La polémique sur les violences multiples, que des candidates à des élections de Miss ont subies, est loin de s’éteindre. Au contraire. Face à l’ampleur prise par la contestation, la ministre de la Femme et de la famille a réagi en exhortant les victimes à «dénoncer pour obtenir une réparation».

Par Mame Woury THIOUBOU(mamewoury@lequotidien.sn) –

L’affaire de viol suivi de grossesse, subi par la Miss Sénégal 2020, est encore sur toutes les lèvres. Le week-end, bien que mouvementé pour avoir vu les langues se délier, n’a pas baissé l’indignation des Sénégalais, face aux propos tenus la semaine dernière, par la présidente du comité Miss Sénégal. Le vendredi, la ministre de la Femme, Ndèye Saly Diop Dieng, a finalement réagi par un communiqué de presse, dans lequel elle se garde bien de condamner les propos de Amina Badiane. La ministre s’inscrit plutôt dans un autre registre, en appelant les victimes de violences à dénoncer. «J’encourage fortement les victimes de violences, quelle qu’en soit la nature, à dénoncer en vue d’obtenir réparation. Toute victime, qui signale des faits de violences, peut bénéficier des nombreuses mesures de protection développées par les institutions étatiques et, à ce titre, mon département s’engage à apporter tout le soutien et l’accompagnement nécessaires à toute victime qui le sollicitera», souligne-t-elle.
Evoquant les accusations de Fatima Dione, elle insiste sur la sécurité des filles et femmes. «L’actualité récente dans notre pays fait état d’une affaire présumée de viol suivi de grossesse sur la personne de Ma­demoiselle Fatima Dione, Miss Sénégal 2020, avec des accusations et déclarations diverses. En de telles circonstances, l’Etat de droit appelle à les élucider afin que justice soit faite, le cas échéant, conformément à la loi. En attendant, c’est notre responsabilité collective et individuelle qui est encore interpellée au sujet de la protection et la sécurité des femmes et filles, dans leurs différents espaces d’activité, face à des cas d’agression qui sont rapportés.» Un appel que la ministre de la Femme promet d’amplifier dans le cadre des 16 jours d’activisme contre les violences faites aux femmes, qui démarrent le 25 novembre prochain.

«…Que justice soit faite»
Les propos de Amina Badiane ont été assimilés, par certains, à une apologie du viol.

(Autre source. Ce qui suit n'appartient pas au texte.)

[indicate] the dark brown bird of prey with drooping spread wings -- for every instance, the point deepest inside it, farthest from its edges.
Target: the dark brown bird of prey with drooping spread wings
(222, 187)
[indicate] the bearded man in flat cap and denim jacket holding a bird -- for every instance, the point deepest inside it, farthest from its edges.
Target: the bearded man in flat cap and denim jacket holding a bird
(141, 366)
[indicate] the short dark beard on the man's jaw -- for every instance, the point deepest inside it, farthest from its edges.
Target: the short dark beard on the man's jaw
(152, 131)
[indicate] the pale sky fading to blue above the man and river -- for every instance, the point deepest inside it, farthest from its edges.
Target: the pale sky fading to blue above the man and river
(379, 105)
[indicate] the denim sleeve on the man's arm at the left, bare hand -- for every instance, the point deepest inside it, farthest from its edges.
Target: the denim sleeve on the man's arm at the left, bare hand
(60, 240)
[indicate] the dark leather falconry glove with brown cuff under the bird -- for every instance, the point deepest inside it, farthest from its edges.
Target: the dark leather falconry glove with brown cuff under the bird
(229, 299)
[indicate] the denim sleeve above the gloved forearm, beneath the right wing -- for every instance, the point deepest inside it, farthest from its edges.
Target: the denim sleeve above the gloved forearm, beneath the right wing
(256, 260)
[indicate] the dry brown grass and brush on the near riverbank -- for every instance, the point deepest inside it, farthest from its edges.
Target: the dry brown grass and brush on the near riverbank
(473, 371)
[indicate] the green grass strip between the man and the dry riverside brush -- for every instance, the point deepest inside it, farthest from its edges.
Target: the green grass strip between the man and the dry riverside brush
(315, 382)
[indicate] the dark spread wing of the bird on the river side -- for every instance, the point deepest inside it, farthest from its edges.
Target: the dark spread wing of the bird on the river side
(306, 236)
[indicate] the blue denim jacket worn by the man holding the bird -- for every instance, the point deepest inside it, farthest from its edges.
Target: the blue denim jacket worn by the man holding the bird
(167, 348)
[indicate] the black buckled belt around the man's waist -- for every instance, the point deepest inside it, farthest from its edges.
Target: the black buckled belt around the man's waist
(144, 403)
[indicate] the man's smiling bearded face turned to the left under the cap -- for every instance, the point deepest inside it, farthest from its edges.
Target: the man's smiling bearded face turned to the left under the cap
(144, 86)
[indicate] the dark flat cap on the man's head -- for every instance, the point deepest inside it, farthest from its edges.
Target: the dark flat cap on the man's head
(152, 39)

Mais, à en croire l’avocate Nafissatou Tine, fondatrice de Sunulex, une plateforme digitale sur le droit, ces propos ne sont pas constitutifs d’un délit d’apologie du viol. Décortiquant les propos de la dame, elle estime qu’il s’agit plutôt de propos «stupides». «C’est difficile de dire ce que la dame risque. Elle a dit : «Viol gnari nitt gnoko sekk, kougnou violé mola nekh (le viol c’est entre deux personnes et c’est parce qu’on l’a bien voulu.» On ne peut pas dire que c’est une apologie du viol. On peut tout juste dire que c’est stupide et qu’elle est ignorante de ce qu’est un viol. Ce qu’on peut faire, c’est que les associations de droit des femmes doivent se lever et faire une campagne pour permettre aux gens de comprendre ce qu’est le viol et ce que ça implique. Mais je ne crois pas qu’au niveau juridique, il y ait quelque chose à faire.»
Concernant les accusations de Fatima Dione, l’avocate Nafissatou Tine indique qu’elle peut porter plainte elle-même au commissariat de police ou devant le Procureur et se porter partie civile. «A la suite de ça, une enquête sera ouverte pour déterminer s’il y a viol et ce qui s’est passé. Le Procureur peut aussi s’autosaisir.»
Elle rappelle tout de même la définition du viol, «c’est toute sorte de pénétration non souhaitée et à caractère sexuel». Elle poursuit en rappelant que le Sénégal est un pays dans lequel les gens ne comprennent pas ce qu’est un viol. «Parce qu’on est habillé d’une certaine manière, parce qu’on a suivi un garçon dans une auberge, si quelqu’un vous viole, c’est normal, vous l’avez cherché. C’est un élément sur lequel il faut revenir. Quand on parle de viol, il n’y a jamais de consentement, même s’il y a eu flirt très poussé.»
Autre question où le droit devra être dit, c’est la paternité du petit garçon issu de ce viol. A ce propos, Me Tine indique que l’article 196 du Code de la famille est sans appel. «Cet enfant ne pourra jamais forcer le père à le reconnaître, même si les moyens sont là pour le faire. Cette interdiction figure dans l’article 196 du Code de la famille. Et sa mère ne pourra pas le faire non plus. Seul le père, s’il le souhaite, pourra reconnaître l’enfant.» Des dispositions d’un autre âge.